Academic Excellence Scholarship Program
In a public hearing Monday, the Assembly Committee on Colleges and Universities heard testimony on two bills, the first aiming to revamp the state’s Academic Excellence Scholarship program and the second to allow students to refinance their student loan debt.
“We are losing the best and brightest, call it ‘brain drain,’ from this state because of the lack of incentive we have in this state,” Rep. Duey Stroebel, R-Cedarburg, said. “Especially when compared to the aggressiveness of other states of going after the best and brightest.”
Stroebel has proposed the bill along with Rep. Howard Marklein, R-Spring Green; Patricia Strachota, R-West Bend; and Daniel Knodl, R-Germantown. He said the bill will make the state-offered Wisconsin Academic Excellence Scholarship more attractive to high-performing students without substantial additional costs.
The bill would increase the current scholarship award of $2,250 per year to 50 percent of annual tuition and fees a student would normally pay at the University of Wisconsin.

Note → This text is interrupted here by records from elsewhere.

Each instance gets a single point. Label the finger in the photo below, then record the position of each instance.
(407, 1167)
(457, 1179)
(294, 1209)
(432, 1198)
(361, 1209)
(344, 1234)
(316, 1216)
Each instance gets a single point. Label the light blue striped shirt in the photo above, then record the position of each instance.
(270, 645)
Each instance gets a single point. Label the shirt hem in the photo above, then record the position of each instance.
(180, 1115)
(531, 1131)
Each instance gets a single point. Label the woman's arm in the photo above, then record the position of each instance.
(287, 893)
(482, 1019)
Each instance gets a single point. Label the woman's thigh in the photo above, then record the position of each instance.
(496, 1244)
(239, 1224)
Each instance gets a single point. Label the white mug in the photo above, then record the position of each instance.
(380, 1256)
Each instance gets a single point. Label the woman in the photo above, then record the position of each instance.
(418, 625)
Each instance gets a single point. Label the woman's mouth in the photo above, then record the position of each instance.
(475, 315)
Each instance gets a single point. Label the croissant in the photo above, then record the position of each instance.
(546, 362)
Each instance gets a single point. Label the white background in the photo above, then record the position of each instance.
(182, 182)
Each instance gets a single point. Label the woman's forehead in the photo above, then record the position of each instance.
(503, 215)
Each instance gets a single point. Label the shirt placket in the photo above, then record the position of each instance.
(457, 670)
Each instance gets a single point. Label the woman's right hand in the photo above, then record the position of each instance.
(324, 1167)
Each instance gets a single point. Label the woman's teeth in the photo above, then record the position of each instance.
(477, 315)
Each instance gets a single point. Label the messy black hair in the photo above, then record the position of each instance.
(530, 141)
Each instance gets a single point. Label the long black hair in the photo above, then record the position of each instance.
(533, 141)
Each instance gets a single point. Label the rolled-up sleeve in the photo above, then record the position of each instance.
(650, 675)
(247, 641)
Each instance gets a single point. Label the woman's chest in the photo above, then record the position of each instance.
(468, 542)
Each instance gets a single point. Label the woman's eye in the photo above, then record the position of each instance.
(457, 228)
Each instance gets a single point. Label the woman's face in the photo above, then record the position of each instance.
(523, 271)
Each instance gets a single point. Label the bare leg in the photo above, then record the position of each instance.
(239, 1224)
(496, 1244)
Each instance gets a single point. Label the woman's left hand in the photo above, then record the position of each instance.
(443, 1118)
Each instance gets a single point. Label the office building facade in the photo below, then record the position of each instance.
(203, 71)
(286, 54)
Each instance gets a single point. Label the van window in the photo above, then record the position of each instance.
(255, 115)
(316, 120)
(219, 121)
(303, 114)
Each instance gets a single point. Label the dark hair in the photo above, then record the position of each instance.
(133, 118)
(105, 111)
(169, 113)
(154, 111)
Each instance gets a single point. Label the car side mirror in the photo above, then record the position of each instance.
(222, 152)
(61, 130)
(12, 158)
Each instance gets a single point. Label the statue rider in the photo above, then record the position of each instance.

“The greater scholarship value will allow Wisconsin to compete with scholarship offers our best students may be receiving from out-of-state institutions,” Stroebel said.
Although the bill would increase the value of each scholarship, it would also reduce the total number of scholarships awarded, especially to students in smaller districts, Rep. Janet Bewley, D-Ashland, said.
John Reinemann, a spokesperson for the Higher Education Aids Board, said the board is concerned about the reduction in the number of scholarship recipients.
“If one assumes that rural high schools tend to be smaller, obviously there is a rural-urban aspect here,” he said. “If this bill were implemented immediately, I think there would be three years of students who would have a very rude awakening.”
Higher Ed, Lower Debt
The second bill discussed at the hearing, popularly known as the “Higher Ed, Lower Debt” bill, would try to prevent the rude awakening of student loan repayment fees after graduation.
Introduced by Rep. Cory Mason, D-Racine, and Sen. Dave Hansen, D-Green Bay, the bill would create a Wisconsin Student Loan Refinancing Authority to allow students to refinance their student loans and make their payments tax deductible.
“This bill is obviously an attempt to help thousands of Wisconsin residents cope with the soaring costs of student loan debt,” Hansen said. “We would be the first state in the union, the pioneer to attempt this.”
Rep. Michael Schraa, R-Oshkosh, said while Hansen and Mason claim individuals would be able to refinance their loans at 3.5 or 4 percent, the new bonds would be unsecured and would also require higher interest rates.
Hansen said high interest rates on the $1.3 trillion total national student debt are the reason the federal government made $66 billion in profit over the past year.
“What’s most troubling for me is you’re trying to push this bill and I think, to be realistic, it’s being very misleading,” Schraa said. “I think you’re selling pipe dreams and false hope.”